Accident Fund Insurance
- Company type: Subsidiary
- Industry: Insurance
- Founded: 1912
- Headquarters: Lansing, Michigan
- Key people: Lisa Corless (CEO); Stephan Cooper (President, Workers' Compensation Division);
- Products: Workers' compensation
- Number of employees: 675
- Parent: Blue Cross Blue Shield of Michigan
- Website: www.accidentfund.com

= Accident Fund =

American workers' compensation insurance company

Accident Fund Insurance Company of America is an American workers' compensation insurance company headquartered in Lansing, Michigan. The company is a member of AF Group, a provider of insurance. Insurance policies may be issued by any of the following companies within AF Group: Accident Fund Insurance Company of America, Accident Fund National Insurance Company, Accident Fund General Insurance Company, United Wisconsin Insurance Company, Third Coast Insurance Company or CompWest Insurance Company.
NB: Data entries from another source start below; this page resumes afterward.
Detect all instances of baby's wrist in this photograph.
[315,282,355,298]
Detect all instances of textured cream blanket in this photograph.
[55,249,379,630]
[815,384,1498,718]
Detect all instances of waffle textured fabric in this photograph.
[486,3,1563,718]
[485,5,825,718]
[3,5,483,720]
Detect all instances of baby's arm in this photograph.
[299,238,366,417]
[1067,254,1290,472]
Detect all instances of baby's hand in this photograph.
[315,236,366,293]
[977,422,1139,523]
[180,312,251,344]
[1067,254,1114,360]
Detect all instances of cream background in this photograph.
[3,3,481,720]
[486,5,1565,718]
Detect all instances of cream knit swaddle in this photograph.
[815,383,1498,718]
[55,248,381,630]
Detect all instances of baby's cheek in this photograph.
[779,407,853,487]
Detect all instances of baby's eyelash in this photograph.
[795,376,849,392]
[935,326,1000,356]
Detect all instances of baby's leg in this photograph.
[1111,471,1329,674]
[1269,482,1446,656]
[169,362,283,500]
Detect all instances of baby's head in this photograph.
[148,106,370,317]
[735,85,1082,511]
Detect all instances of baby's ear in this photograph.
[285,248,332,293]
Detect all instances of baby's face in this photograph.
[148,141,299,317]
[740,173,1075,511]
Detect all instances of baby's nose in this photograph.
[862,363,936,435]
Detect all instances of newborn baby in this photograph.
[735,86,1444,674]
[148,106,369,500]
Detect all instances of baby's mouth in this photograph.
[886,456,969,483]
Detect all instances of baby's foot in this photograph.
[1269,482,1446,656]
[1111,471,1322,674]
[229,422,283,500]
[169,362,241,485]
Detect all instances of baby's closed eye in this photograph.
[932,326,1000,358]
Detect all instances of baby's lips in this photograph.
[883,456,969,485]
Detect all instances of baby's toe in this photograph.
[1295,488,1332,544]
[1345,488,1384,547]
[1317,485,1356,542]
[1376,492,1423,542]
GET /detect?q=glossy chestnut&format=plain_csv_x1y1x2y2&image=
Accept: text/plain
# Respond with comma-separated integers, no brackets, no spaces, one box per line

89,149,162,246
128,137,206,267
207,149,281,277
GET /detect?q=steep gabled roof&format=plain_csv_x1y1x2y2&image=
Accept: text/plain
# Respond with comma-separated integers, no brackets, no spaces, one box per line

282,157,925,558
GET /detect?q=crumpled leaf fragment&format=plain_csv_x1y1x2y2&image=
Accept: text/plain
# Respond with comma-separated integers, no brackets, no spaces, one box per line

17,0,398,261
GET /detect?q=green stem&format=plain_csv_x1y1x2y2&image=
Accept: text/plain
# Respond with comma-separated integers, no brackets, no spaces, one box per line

The company is led by Lisa Corless, President and CEO.

==History==
Accident Fund was founded as a state operation in 1912. It was purchased by Blue Cross Blue Shield of Michigan in 1994.

In April 2011, Accident Fund completed redevelopment of the Ottawa Street Power Station, an Art Deco landmark on the Grand River in downtown Lansing, Michigan, as its new corporate headquarters.

In June 2024 the company was victim to a cyber attack breaching their information servers and compromising the data. As of August 2024, the company is still undergoing processes to return to normal, and their services are still being disrupted.